Today I have an interesting task that one of our Dynamo DB tables need to add a sort key (used to be called range key). Unlike secondary index, obviously I cannot alter the table to add a sort key, because it will change the partition and Dynamo DB will not allow such operation. It seems that the easiest approach is
- Create a new table B with primary key and sort key, copy the data from table A to table B;
- Drop table A, and recreate table A with the same schema as table B, then copy the data from table B to table A.
The downside is that there will be an outage, but we are okay with that if we can minimize the duration to be just a couple of hours.
Another challenge is that the table has more than 250MM rows. So step 2 needs to be distributed.

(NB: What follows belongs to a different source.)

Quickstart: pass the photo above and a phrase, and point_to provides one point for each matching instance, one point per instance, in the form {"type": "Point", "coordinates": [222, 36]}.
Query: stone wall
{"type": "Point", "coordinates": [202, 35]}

I have used Data Pipeline before to back-up data from Dynamo DB to S3 on a weekly schedule, so Data Pipeline seems to be a feasible choice for this job (see the last paragraph for its limitations). Unfortunately there is no template I can re-use, so here is the configuration I set up:
CopyActivity (HiveCopyActivity) has input: DynamoDBFrom (data format: DynamoDBExportDataFormat), and output: DynamoDBTo. It runs on EMRResource (EmrCluster) with the following parameters:
Master Instance Type: m3.2xlarge
Core Instance Type: m3.2xlarge
Core Instance Count: 10
Ami Version: 3.11.0
Terminate After: 24 hours
That’s it, save and no errors! Activate the job!
Edit: Apparently this solution will not scale either. When I compare the table size between from and to, there is a significant difference. I tested with a small table of 1MM records and it worked fine. My guess is that how distributed scan operation works on Dynamo DB is not consistent.